A Brief History Lesson
Recently, I heard the phrase, “Before Hollywood, there was Fort Lee.” Definitely true, and there exists a rich history of Fort Lee productions, but it's not the whole story. Growth during the infancy of the movie industry mainly came from population centers, leading to several cities sporting home-grown studios. New York had some of the best-known, including Biograph, the studios of Fort Lee, some locations in the Bronx, and Edison’s studio in New Jersey. Chicago had Essanay. New Rochelle had Thanhouser. From 1912 to 1922 Philadelphia had the Betzwood.
Every year, Montgomery County Community College in Blue Bell, PA, which houses the Betzwood Archive, hosts the Betzwood Silent Film Festival. From this year’s program:
Founded by film pioneer Siegmund Lubin in 1912, and later owned and operated by Wolf Brothers, Inc., of Philadelphia (1917-1922), this studio was the production site for over 100 films of various genres. With both electric and daylight stages, its own power plant, and a complete processing laboratory, the 350 acre studio was world famous as one of the largest and most advanced studios of its time.
The Betzwood Festival showcases the studio's productions, tracked down in archives around the world. Although not the polished gems of the late twenties, the Betzwood films are a great look into early filmmaking techniques and practices outside of the established leaders.
The Drunkard’s Child (1909), restored from a paper print in the Library of Congress, is a simple morality tale of strung-together vignettes with all action spelled out through the intertitles. Three years later,
The Physician’s Honor (1912), starring Arthur V. Johnson and Ormi Hawley (two of the earliest movie stars), unspools a more complex narrative - again morality-based - but still leaves nothing up to audience interpretation.
The Price of Victory (1913), a story of honor and sacrifice among southerners, is a little more sophisticated, allowing the audience to pick up hints rather than spoonfeeding them. The film also moves beyond pure narrative, featuring authentic Civil War uniforms, equipment, and artillery. (The curator conjectured in a side conversation that Lubin featured Confederate stories in so many of his Civil War films - shot around 50th anniversary commemorations - for the simple reason that he had more Confederate uniforms at his disposal.)
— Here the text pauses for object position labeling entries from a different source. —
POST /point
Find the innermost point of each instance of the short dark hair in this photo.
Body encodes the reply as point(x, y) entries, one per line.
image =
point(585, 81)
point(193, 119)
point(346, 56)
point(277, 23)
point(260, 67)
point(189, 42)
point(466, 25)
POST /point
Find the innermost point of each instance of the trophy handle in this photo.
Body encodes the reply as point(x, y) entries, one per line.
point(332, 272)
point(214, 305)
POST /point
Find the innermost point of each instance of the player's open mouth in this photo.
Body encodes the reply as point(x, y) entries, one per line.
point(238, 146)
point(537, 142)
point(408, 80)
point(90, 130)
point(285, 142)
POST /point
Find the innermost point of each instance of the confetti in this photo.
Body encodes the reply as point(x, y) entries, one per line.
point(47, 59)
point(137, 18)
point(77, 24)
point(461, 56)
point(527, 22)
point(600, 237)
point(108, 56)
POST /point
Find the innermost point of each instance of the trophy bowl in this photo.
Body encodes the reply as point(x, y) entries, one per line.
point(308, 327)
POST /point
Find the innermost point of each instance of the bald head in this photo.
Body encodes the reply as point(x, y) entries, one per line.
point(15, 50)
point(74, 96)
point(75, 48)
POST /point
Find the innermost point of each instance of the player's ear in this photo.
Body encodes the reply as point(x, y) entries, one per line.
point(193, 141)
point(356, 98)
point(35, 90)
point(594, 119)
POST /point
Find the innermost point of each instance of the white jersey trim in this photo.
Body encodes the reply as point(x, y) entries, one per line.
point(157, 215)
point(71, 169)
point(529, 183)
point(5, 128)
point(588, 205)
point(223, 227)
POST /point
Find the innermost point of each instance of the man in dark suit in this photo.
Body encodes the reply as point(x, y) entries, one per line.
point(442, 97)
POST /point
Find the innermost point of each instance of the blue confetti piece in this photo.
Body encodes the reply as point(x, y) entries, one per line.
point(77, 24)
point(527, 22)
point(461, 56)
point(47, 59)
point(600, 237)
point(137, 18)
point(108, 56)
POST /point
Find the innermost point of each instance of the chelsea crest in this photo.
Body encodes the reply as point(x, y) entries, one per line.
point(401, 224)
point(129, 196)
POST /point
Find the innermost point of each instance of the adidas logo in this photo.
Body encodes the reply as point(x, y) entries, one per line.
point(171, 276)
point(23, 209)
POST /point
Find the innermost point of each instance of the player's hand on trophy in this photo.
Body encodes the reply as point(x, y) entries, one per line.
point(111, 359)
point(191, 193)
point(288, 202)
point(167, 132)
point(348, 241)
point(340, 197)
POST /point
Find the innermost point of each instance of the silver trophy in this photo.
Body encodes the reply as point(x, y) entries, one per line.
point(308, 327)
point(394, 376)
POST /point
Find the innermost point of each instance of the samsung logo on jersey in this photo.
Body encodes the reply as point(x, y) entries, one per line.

A Girl’s Folly (1917), the festival feature, was out of the Éclair Studio in Fort Lee but is the most instructive of the set. The movie is about a young woman in rural New Jersey (! - New Jersey definitely doesn't look like that anymore) who dreams of adventure and runs into it when she stumbles across a movie set in her back yard. She ends up in The Big City (New York) to try her hand in the movies. The acting is bright, the story is amusing, but it’s the moviemaking scenes that really set the film apart. The director calls for a bedroom – the workmen set up the walls, lay down the carpet, movie in the furniture and within five minutes there’s a bedroom. The angle looks wrong? Rotate the stage 90 degrees until the light is right. Then come the actors. The extras make themselves up in a common room; the star gets his own dressing room with valet at his elbow and yesterday's girlfriend trying to catch his eye. The actors laze about and horse around with each other until time for their scenes. On the set, the director tells each character what they’re supposed to do because, as the intertitle tells us, “Frequently, ‘movie actors’ do not know the plot of the picture in which they are working” (Mike Leigh has nothing on them). There are the constant retakes, the noise of several other productions filming at the same time, the assembly-line structure of the editing room - but there’s also the camaraderie of the commissary, support from friends during the big screen test viewing, the party atmosphere of going on location. Is it surprising that the girl decides to stay on with her new movie friends after her failed screen test?
The darker side of the movie life also comes into play – or at least follows the stereotype: the valets and maids, expensive cars and fancy clothes, the implication of a “kept” woman, the parties that degenerate into things too risque for 1917 audiences. The girl ends up “saved” by a mother wielding a birthday cake; but more importantly, the movie is an early entry in a whole genre of “life in Hollywood” movies, including such notables as
The Last Command,
Show People,
All About Eve,
A Hard Day’s Night (remember the scene in the commissary with Ringo and Paul’s granddad), and
The Player. Altogether a fascinating look at studio life.